I made a solution that uses Kiwix to get clean texts from Wikipedia. The HTML produced by Kiwix seems easy to parse for my purpose. I don't make the code available anymore (didn't have time to make something shareable). But it turned out to be effective and fast to implement.

0
Palmik On

I believe that https://github.com/tatuylonen/wikitextprocessor/ does what you want:

This is a Python package for processing WikiMedia dump files for Wiktionary, Wikipedia, etc., for data extraction, error checking, offline conversion into HTML or other formats, and other uses.
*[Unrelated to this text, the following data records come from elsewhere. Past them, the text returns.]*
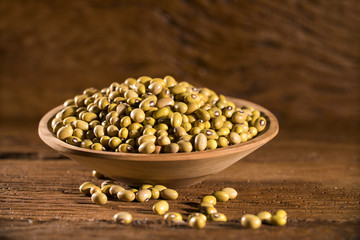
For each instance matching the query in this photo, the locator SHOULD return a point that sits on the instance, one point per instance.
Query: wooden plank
(317, 185)
(298, 58)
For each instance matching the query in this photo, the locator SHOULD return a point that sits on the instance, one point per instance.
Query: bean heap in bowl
(155, 115)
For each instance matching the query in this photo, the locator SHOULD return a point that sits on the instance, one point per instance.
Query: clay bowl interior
(170, 169)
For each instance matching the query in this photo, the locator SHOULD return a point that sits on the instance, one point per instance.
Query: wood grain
(298, 58)
(317, 183)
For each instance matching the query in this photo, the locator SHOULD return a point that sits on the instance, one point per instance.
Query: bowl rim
(48, 137)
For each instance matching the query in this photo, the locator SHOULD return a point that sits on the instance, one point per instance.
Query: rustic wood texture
(316, 183)
(300, 59)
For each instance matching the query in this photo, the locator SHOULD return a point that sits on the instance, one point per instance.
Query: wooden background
(298, 58)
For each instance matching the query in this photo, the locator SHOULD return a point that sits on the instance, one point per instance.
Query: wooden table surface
(317, 182)
(299, 59)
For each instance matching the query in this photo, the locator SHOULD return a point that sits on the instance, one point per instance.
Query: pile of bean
(207, 210)
(155, 115)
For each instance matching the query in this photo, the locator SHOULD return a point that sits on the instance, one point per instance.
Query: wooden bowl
(169, 169)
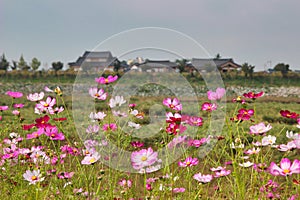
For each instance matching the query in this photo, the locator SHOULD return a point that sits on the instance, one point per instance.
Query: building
(206, 65)
(94, 61)
(155, 66)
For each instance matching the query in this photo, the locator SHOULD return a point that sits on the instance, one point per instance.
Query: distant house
(156, 66)
(223, 65)
(94, 61)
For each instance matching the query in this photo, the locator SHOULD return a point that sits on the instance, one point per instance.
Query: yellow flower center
(144, 158)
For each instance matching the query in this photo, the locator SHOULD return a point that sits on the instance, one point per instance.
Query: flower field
(255, 154)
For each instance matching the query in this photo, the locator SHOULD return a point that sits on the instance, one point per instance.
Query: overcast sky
(254, 31)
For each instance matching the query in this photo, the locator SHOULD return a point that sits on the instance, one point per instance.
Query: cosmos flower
(97, 94)
(173, 104)
(202, 178)
(188, 162)
(286, 167)
(252, 95)
(260, 128)
(14, 94)
(33, 176)
(143, 158)
(109, 79)
(220, 92)
(35, 96)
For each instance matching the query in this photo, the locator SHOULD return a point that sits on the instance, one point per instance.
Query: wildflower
(246, 164)
(111, 127)
(143, 158)
(195, 121)
(173, 104)
(117, 101)
(178, 190)
(220, 92)
(221, 173)
(244, 114)
(90, 158)
(2, 108)
(188, 162)
(97, 94)
(202, 178)
(252, 95)
(33, 176)
(288, 114)
(268, 140)
(209, 106)
(260, 128)
(286, 167)
(14, 94)
(97, 116)
(107, 80)
(36, 96)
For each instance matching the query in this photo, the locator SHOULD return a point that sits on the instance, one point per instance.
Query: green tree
(4, 64)
(35, 63)
(57, 66)
(248, 70)
(283, 68)
(22, 65)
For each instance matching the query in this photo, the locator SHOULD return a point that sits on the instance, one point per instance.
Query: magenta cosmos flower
(107, 80)
(35, 96)
(209, 106)
(97, 94)
(286, 167)
(143, 158)
(33, 176)
(188, 162)
(260, 128)
(203, 178)
(216, 95)
(14, 94)
(252, 95)
(173, 104)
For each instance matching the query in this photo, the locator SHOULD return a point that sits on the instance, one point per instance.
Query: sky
(260, 32)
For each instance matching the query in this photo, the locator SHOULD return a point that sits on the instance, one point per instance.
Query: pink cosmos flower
(195, 121)
(97, 94)
(286, 167)
(252, 95)
(178, 190)
(111, 127)
(36, 96)
(203, 178)
(125, 183)
(90, 158)
(288, 114)
(209, 106)
(2, 108)
(221, 173)
(173, 104)
(244, 114)
(107, 80)
(143, 158)
(260, 128)
(188, 162)
(52, 132)
(33, 176)
(18, 105)
(220, 92)
(14, 94)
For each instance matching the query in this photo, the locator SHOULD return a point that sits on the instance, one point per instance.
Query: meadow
(47, 153)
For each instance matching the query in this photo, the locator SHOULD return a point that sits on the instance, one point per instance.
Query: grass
(98, 181)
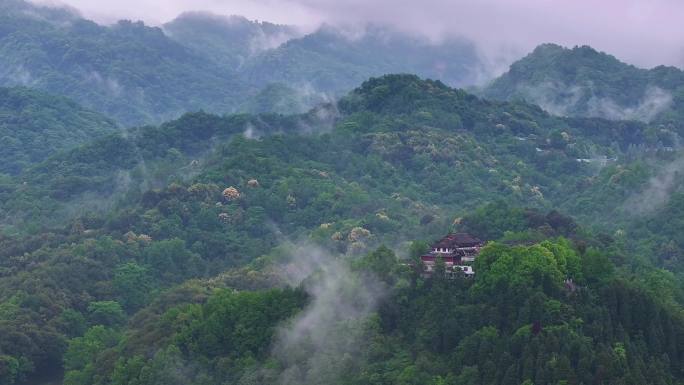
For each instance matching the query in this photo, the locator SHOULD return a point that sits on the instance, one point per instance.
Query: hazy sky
(642, 32)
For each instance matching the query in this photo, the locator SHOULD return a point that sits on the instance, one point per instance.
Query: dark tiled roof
(458, 240)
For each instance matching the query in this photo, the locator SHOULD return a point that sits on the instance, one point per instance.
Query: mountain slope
(93, 234)
(129, 71)
(228, 41)
(583, 82)
(35, 125)
(330, 61)
(139, 75)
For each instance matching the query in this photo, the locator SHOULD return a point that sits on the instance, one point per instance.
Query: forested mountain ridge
(138, 74)
(584, 82)
(128, 71)
(397, 159)
(35, 125)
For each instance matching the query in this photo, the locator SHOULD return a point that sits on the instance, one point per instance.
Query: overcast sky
(641, 32)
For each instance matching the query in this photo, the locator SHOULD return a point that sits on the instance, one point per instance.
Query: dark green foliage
(34, 125)
(584, 82)
(135, 234)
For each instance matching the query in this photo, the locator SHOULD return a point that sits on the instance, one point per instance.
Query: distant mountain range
(584, 82)
(139, 74)
(34, 125)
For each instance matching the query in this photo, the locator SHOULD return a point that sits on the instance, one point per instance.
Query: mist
(325, 340)
(564, 100)
(658, 191)
(642, 33)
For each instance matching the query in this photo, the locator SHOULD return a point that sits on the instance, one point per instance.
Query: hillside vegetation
(124, 259)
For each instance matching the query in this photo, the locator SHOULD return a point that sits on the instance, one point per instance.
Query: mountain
(35, 125)
(128, 71)
(584, 82)
(138, 74)
(330, 60)
(164, 216)
(124, 258)
(227, 40)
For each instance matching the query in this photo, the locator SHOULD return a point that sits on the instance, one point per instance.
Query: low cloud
(643, 33)
(658, 190)
(563, 99)
(324, 341)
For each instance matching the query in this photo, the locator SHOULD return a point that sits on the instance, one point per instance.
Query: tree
(133, 285)
(106, 313)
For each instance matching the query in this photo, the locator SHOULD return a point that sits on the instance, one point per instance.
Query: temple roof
(456, 240)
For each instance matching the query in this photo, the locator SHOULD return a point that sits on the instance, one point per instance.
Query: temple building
(457, 250)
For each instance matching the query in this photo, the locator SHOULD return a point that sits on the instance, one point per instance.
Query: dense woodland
(139, 74)
(158, 255)
(283, 248)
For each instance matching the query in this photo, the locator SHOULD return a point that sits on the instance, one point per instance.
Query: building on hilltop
(457, 250)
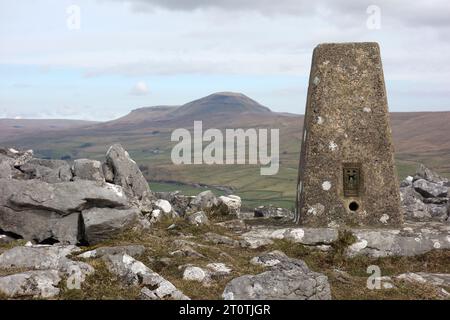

Key features include:

  • Parsing dump files, including built-in support for processing pages in parallel
  • Wikitext syntax parser that converts the whole page into a parse tree
  • Extracting template definitions and Scribunto Lua module definitions from dump files
  • Expanding selected templates or all templates, and heuristically identifying templates that need to be expanded before parsing is reasonably possible (e.g., templates that emit table start and end tags)
  • Processing and expanding wikitext parser functions
  • Processing, executing, and expanding Scribunto Lua modules (they are very widely used in, e.g., Wiktionary, for example for generating IPA strings for many languages)
  • Controlled expansion of parts of pages for applications that parse overall page structure before parsing but then expand templates on certain sections of the page
  • Capturing information from template arguments while expanding them, as template arguments often contain useful information not available in the expanded content.